A few days later, while sitting on the ball, I was confident enough to let one hand go, and thought I was very clever. Until ““Mmm. That looks too easy. Just widen your feet a bit. Good. Now take both hands off the bars, and see how long you can manage. Just sit there for 5 minutes.” Of course being me I got a bit bored with that. It struck me I could try a Kata from sitting down. Slowly I tried Kata Tensho, initially without the expected breathing pattern, later adding the breathing pattern. What was fascinating, was that sitting still and doing nothing, I had immense problems keeping my balance on the ball. Random or jerky movements lifting my arms made it ten times worse. Doing the Kata, I guess I was focused, and drawing on experience of many years of keeping my core (my Hara) tensioned. I was as steady as a rock. Amazing. Amazing that the movements under the control of years of practice, even though they were strong, seemed to settle me, centre me. And I was rock solid. Until I stopped, and then a few seconds later and I was all wobbly again. So, do the Kata again, and then again. “That looks easy for you. Let’s go and do something else…”
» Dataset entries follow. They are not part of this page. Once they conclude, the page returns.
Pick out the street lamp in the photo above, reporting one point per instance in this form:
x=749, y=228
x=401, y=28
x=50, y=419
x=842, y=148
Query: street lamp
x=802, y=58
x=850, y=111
A final fun note. The door to the Physio Dept is a sliding automatic door. Of course this is important for people in wheelchairs, because it is not easy to push forward and sustain that until you are pretty experienced. First problem was that you had to be in just the right spot for the sensor to pick up that you were there. OK, a bit of practice and you get it. Then you have to get a move on with the chair, because the doors closed just that bit quickly, I guess to keep the air conditioning in the Dept. Well that’s not too much of a problem in a chair, because if they close, then mostly it is onto the wheels of the chair, rather than you. So one day late in my month of training, I was going through using a walker… You guessed it, I was just a bit slow. The jaws of the doors closed on my hips stuck out more than they should be toward the rear. I swear it was a test. I could just imagine my physio saying “Mmm, that looks a bit easy going through the door. Let’s see how you manage this…” LOL. Pure paranoia, of course. But it did teach me to stand up a bit straighter, and walk just that bit quicker, and keep my bum in.
When I grow up, I want to train to be a Physio. Just think about it. All that carefully graded process, with reassessment and carefully graded challenge, moved me from a wheelchair to walking, in somewhat just over a month. A miracle.
A word to the wise: “If someone asks you to do ten things for your own good, always try to do twelve.”